DESCRIPTION (provided by applicant): Diabetic nephropathy is the leading cause of end-stage renal disease in the United States. Hyperglycemia has been recognized as a major risk factor in the development and progression of diabetic nephropathy. Hyperglycemia-induced increase in proximal tubule (PT) Na+ retention has been shown in diabetic patients and in animal models of diabetes. This enhanced Na+ reabsorption may play a role in the development of hypertension, which is an additional contributing factor in the development of diabetic nephropathy and the end stage renal disease. A role for a PT sodium-glucose cotransporter (SGLT) in hyperglycemia-induced increased sodium retention has been suggested but this transporter has not yet been identified. Kidney expresses SGLT1 and SGLT2 on the apical side of the PT cells. These proteins play crucial roles in sodium-dependent uptake of glucose from the glomerular filtrate. SGLT3 mRNA has been found in the human kidney carcinoma cells and in the pig kidney. When over-expressed in Xenopus oocytes, human SGLT3 did not transport glucose but in response to glucose, it mediated inward flux of sodium. Mouse has two genes encoding SGLT3a and 3b and we have shown that their mRNAs were expressed in the kidney and in the cultured kidney cells from mouse. We also showed while mRNA levels of SGLT3s in cultured mouse primary kidney cells exposed to cadmium were several folds higher than in their levels in untreated cells, the sodium-dependent uptake of glucose in Cd-treated cells had decreased supporting that SGLT3 is not a glucose transporter. Based on the above and additional preliminary studies with the potent agonist of SGLT3, deoxynojirimycin (DNJ), we hypothesize that kidney SGLT3 serves as a novel glucose-stimulated Na+ transporter in the PT that may play role in hyperglycemia-induced Na+ retention in diabetes. To test our hypothesis, we propose: (1) To localize the SGLT3 protein in human and mouse kidneys, (2) To determine the role of SGLT3 in glucose-mediated Na+ uptake in PT cells in vitro, (3) To determine the role of SGLT3 in hyperglycemia-mediated PT Na+ reabsorption in vivo. The proposed in vitro and in vivo studies are designed to investigate the role of SGLT3 as a novel glucose-stimulated Na+ transporter that may play role in the enhanced Na+ reabsorption in diabetes.

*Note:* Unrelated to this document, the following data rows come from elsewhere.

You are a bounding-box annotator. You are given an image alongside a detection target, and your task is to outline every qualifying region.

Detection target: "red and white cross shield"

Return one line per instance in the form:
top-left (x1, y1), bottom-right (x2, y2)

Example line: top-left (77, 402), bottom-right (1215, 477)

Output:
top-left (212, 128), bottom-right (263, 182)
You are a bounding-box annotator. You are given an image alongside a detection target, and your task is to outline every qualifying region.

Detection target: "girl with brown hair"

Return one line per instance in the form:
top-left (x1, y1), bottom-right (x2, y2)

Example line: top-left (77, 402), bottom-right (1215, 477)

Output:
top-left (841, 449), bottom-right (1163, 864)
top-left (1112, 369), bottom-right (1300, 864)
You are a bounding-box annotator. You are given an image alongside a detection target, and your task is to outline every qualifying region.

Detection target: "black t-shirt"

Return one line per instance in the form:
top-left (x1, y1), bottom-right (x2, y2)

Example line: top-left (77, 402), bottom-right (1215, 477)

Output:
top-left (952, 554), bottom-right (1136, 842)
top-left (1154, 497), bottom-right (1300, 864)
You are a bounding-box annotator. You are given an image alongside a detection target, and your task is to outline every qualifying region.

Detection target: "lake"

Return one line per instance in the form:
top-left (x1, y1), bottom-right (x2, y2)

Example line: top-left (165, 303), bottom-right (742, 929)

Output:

描述（由申请人提供）：糖尿病肾病是美国终末期肾病的主要原因。高血压已被认为是糖尿病肾病发展和进展的主要危险因素。在糖尿病患者和糖尿病动物模型中已显示高血糖诱导的近端小管（PT）Na+潴留增加。这种增强的Na+重吸收可能在高血压的发展中起作用，高血压是糖尿病肾病和终末期肾病发展的另一个促成因素。PT钠-葡萄糖协同转运蛋白（SGLT）在高血糖诱导的钠潴留增加中的作用已被提出，但该转运蛋白尚未确定。肾脏在PT细胞的顶侧表达SGLT 1和SGLT 2。这些蛋白质在钠依赖性地从肾小球滤液摄取葡萄糖中起关键作用。SGLT 3 mRNA已在人肾癌细胞和猪肾脏中发现。当在非洲爪蟾卵母细胞中过度表达时，人SGLT 3不转运葡萄糖，但响应于葡萄糖，它介导钠的向内流动。小鼠有两个编码SGLT 3a和3b的基因，我们已经证明它们的mRNA在小鼠肾脏和培养的肾细胞中表达。我们还发现，虽然暴露于镉的培养小鼠原代肾细胞中SGLT 3s的mRNA水平比未处理细胞中的水平高出数倍，但镉处理细胞中葡萄糖的钠依赖性摄取降低，这支持SGLT 3不是葡萄糖转运蛋白。基于上述和SGLT 3强效激动剂脱氧野尻霉素（DNJ）的其他初步研究，我们假设肾脏SGLT 3作为PT中的新型葡萄糖刺激Na+转运蛋白，可能在糖尿病高血糖诱导的Na+潴留中发挥作用。为了验证我们的假设，我们提出：（1）在人和小鼠肾脏中定位SGLT 3蛋白，（2）确定SGLT 3在体外葡萄糖介导的PT细胞Na+摄取中的作用，（3）确定SGLT 3在体内高血糖介导的PT Na+重吸收中的作用。拟定的体外和体内研究旨在研究SGLT 3作为一种新型葡萄糖刺激的Na+转运蛋白的作用，该转运蛋白可能在糖尿病Na+重吸收增强中发挥作用。